Нан досадливо махнул рукой.
– Я знаю, что аппаратура у вас шалила, Но ведь вы его видели, а я его не видел. Есть же такая вещь, как научная интуиция.
– Моя научная интуиция, – сухо проговорил Бьернссон, – подсказывает мне, что свойства Ира – неподходящий объект для научного исследования.
– Вы хотите сказать, – уточнил Нан, – что он сверхъестественного происхождения?
– С чего вы взяли? Я хочу сказать, что наука – это не отмычка, которой можно взломать любую дверь, как то представляется широкой публике, а ключ, который подходит не ко всем дверям мироздания. Научное исследование – это игра по правилам, и объект исследования должен этим правилам подчиняться. Наука – это знаковая система, а все, что описывается в рамках любой знаковой системы, соответствует прежде всего не реальности мира, а грамматике системы и правилам порождения знаков.
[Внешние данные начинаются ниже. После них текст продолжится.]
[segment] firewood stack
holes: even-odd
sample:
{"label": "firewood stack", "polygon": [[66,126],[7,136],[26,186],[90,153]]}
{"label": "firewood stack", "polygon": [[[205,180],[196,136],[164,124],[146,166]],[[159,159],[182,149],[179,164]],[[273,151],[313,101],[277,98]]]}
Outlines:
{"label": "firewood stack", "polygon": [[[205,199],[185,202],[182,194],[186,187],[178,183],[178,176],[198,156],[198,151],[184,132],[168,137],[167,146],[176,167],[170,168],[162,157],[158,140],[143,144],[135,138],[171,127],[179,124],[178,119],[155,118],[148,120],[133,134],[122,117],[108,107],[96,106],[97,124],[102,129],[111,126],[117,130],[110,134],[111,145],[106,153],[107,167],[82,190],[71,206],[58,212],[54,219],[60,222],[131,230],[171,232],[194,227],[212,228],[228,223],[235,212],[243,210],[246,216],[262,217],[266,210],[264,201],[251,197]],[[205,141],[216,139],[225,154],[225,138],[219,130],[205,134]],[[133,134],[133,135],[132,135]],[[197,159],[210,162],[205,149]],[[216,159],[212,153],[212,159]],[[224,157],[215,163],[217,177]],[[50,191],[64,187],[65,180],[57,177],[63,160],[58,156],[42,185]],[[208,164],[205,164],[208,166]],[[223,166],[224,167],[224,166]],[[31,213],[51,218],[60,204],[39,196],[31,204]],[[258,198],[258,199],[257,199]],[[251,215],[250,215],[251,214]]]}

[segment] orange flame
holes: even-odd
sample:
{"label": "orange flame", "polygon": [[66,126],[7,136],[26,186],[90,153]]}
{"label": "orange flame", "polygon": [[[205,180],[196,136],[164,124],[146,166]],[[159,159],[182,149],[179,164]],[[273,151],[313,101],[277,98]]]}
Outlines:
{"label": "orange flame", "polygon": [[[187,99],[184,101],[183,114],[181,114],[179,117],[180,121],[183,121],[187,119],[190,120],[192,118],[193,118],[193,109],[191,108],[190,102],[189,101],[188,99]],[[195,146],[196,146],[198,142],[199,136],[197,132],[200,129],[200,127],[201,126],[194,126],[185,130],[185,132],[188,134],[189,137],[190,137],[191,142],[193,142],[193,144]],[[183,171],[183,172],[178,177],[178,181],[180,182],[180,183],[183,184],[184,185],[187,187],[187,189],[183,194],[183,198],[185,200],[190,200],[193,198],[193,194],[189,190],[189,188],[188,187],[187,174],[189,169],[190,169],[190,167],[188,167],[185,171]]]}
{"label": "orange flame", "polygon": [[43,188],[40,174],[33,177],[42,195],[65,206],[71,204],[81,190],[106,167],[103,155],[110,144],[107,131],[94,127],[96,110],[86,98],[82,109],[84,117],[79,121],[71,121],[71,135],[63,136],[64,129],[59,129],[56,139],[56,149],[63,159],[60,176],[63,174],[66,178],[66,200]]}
Одно из правил науки гласит, что не нужно умножать сущностей сверх необходимости. Объяснение должно быть простейшим, в противном случае это уже не наука, а что-то другое. Другое правило гласит, что в одинаковых условиях объект исследования должен вести себя одинаково. Третье требует, чтобы выведенные формулы имели количественное наполнение. И, наконец, с точки зрения науки причины предшествуют следствию. Ир этим аксиомам просто не удовлетворяет. Если вы встретите научные фразы в его описании – не верьте, это не наука, а научность, то есть, попросту говоря, применение научных методов исследования в области, оным не подлежащей. В одинаковых условиях, например, Ир ведет себя по-разному.
– Как именно?
– Так, как будто следствия ему известны.
– То есть движется по времени вспять?
– Ну что за страсть к громким словам. Вовсе нет. Вы вот, мистер Стрейтон, пытаетесь разгадать преступление. Ваши действия также подчинены будущему. Представьте себе, что вы совершенно точно знаете, что вам надо предпринять, чтоб добиться цели, что эта цель уже существует внутри вас, что, когда приходит время, вы просто рождаете эту цель из себя в реальность – и вот вам одна из моделей действий Ира.
Бьернссон говорил, кося глазом на закипающий кофейник.
Вода пошла пузыриться и перескакивать через край, Бьернссон смахнул со стола испещренные закорючками листы, стукнул вазочкой с медовыми сухариками и расставил чашки.
Запах кофе был упоителен, и Нан соблазнился: все-таки он не спал ночь.
– В такой модели Ир просто дергает за ниточки нас всех: вас, меня, Келли, и так далее до каждого новорожденного Веи.
– Ну, во-первых, даже божественное всеведенье не отменяет свободной воли. А, во-вторых, для этого Иру нужно хоть как-то интересоваться всеми поименованными лицами, – в чем я сильно сомневаюсь. Ир не прилагал руки к истории Харайна, хотя бы и имел для этого все возможности.
– И, например, судьи не убивал?
– То есть как? – возмутился Бьернссон, – вы хотите сказать, что Ир, лично, сам…
– Ну согласитесь, что устройство, которое за четыре стенки заставляет галлюцинировать электронную сеть, может выкинуть что угодно.
– Но Ир никогда никого не убивал, ни физически, ни по-другому!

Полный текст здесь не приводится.